Задачи исследования: 1) определение клинической, социальной, клини-ко-динамической и клинико-этологической картины параноидной шизофрении с длительным течением в условиях длительной психофармакотерапии- 2) определение критериев прогноза и социально-реабилитационного подхода в ведении данных больных. Для решения поставленных задач было проведено клинико-психопатологическое исследование в ОГБУЗ «Томской областной клинической психиатрической больнице». За период 2008—2009 гг. нами было отобрано 112 больных параноидной шизофренией и проанализированы истории болезни данных пациентов (от первой до настоящей госпитализации).

Критериями отбора пациентов для включения в исследование были следующие: 1) в исследовательскую выборку включались пациенты с диагнозом «параноидная шизофрения», выставленным с учетом диагностических критериев МКБ-10 (с шифрами рубрик F20.00, F20.01.2) — 2) длительность заболевания должна составлять не менее 15 лет- 3) длительность стабильного психического состояния (ремиссии), а также продуктивной симптоматики, не имеющей тенденции ни к улучшению, ни к утяжелению, более 5 лет- 4) возраст больных на момент исследования ограничивался пределом 35—75 лет.

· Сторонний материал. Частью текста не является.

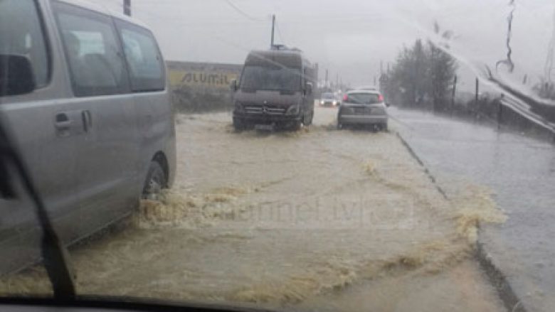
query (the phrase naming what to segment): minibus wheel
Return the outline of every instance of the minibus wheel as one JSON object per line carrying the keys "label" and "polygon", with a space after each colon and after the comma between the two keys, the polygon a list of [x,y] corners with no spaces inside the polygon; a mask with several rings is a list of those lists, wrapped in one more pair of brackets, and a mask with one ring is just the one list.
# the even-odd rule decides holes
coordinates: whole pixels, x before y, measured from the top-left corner
{"label": "minibus wheel", "polygon": [[153,200],[158,199],[162,189],[166,187],[166,181],[167,181],[166,173],[160,163],[157,161],[151,161],[143,187],[142,198]]}

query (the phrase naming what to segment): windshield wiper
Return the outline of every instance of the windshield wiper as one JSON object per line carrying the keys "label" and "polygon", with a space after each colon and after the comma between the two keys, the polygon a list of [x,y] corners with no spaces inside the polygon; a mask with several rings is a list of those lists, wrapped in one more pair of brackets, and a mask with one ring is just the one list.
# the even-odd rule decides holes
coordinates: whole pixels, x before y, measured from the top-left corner
{"label": "windshield wiper", "polygon": [[52,284],[54,298],[60,301],[74,300],[75,287],[68,251],[54,230],[44,203],[31,181],[21,154],[10,140],[7,130],[4,128],[0,118],[0,195],[6,199],[17,198],[10,176],[10,168],[15,169],[11,172],[19,176],[25,191],[35,205],[43,235],[41,251],[44,267]]}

В качестве основного метода исследования использовался клинико-психопатологический метод. Для унификации и оценки данных о негативной и позитивной симптоматике использовалась Шкала позитивных и негативных синдромов PANSS по С. П. Кею, Л. А. Оплеру и А. Фицбейну, разработанная в 1986 г. Для выявления особенностей поведения больных был использован «Глоссарий по невербальному поведению человека», разработанный В. П. Са-мохваловым (1994). С целью оценки побочных явлений терапии нейролептиками применялась «Шкала оценки побочного действия UKU, разработанная в 1987 г. скандинавскими исследователями О. Lingjaerde, U. G. Ahlfors, P. Bech (полное название шкалы «Udvald for Klmiske Undersogelser Scale»). Для оценки социального функционирования пациентов была выбрана шкала PSP «Социально ориентированное и социальное функционирование», опубликованная в 2000 г. P. L. Morosini et al. Для стандартизации данных использован статистический метод, способствующий анализу результатов исследования с помощью методов математической статистики с автоматизированной системой обработки данных Statistica 6.0, Microsoft Office Excel 2007.

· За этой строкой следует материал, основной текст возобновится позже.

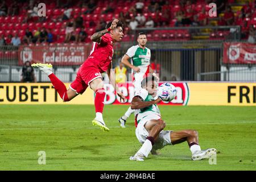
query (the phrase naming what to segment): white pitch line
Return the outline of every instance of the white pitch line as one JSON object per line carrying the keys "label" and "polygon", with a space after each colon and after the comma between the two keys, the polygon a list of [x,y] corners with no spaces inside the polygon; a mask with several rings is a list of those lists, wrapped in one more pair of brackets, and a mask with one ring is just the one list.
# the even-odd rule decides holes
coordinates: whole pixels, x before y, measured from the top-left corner
{"label": "white pitch line", "polygon": [[[237,121],[233,122],[216,122],[216,123],[169,123],[167,124],[167,126],[179,126],[179,125],[230,125],[230,124],[248,124],[248,123],[256,123],[256,121]],[[30,125],[31,126],[31,125]],[[110,126],[109,128],[120,128],[120,126]],[[63,129],[71,129],[71,130],[77,130],[77,129],[98,129],[100,127],[22,127],[16,129],[0,129],[0,131],[8,131],[8,130],[42,130],[42,129],[54,129],[54,130],[63,130]]]}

Среди общей группы обследованных больных чаще всего встречались мужчины (64,29%), практически в 2 раза реже на лечении в стационаре находились женщины (35,71%). Средний возраст пациентов составил 51—60 лет (среднее стандартное отклонение +0,5) и встречался 48% случаев, в равном соотношении как у мужчин, так и у женщин.

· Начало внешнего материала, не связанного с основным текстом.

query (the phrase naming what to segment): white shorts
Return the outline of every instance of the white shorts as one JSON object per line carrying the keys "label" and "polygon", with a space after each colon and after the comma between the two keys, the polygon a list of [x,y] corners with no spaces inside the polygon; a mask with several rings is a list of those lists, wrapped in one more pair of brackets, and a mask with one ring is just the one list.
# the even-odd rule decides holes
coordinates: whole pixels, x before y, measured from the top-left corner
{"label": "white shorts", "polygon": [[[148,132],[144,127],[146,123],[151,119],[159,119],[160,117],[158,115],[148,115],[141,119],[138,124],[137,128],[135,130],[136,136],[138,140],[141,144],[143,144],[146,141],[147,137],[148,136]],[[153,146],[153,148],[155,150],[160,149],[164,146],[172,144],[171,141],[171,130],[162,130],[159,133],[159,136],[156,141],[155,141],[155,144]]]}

Место жительство исследованных пациентов в основном находилось в городской среде (65%). Среди пациентов холостых (не замужем) оказалось 38%, у 41% не сложились семейные взаимоотношения (разведены), 13% вдов, лишь 8% состоят в браке. Среди мужчин холостяки составили подавляющее большинство (74%). Среди обследуемых пациентов 111 являются инвалидами, 1 пациентка отказалась от инвалидности, так как оформила пенсию по возрасту и выработке стажа. Среди всех обследованных пациентов 18% лишились жилья. Юридически дееспособность потеряли 24 пациента (21%). В связи с криминальным поведением после принудительного лечения на специальном учете состояло 26 (23%) больных.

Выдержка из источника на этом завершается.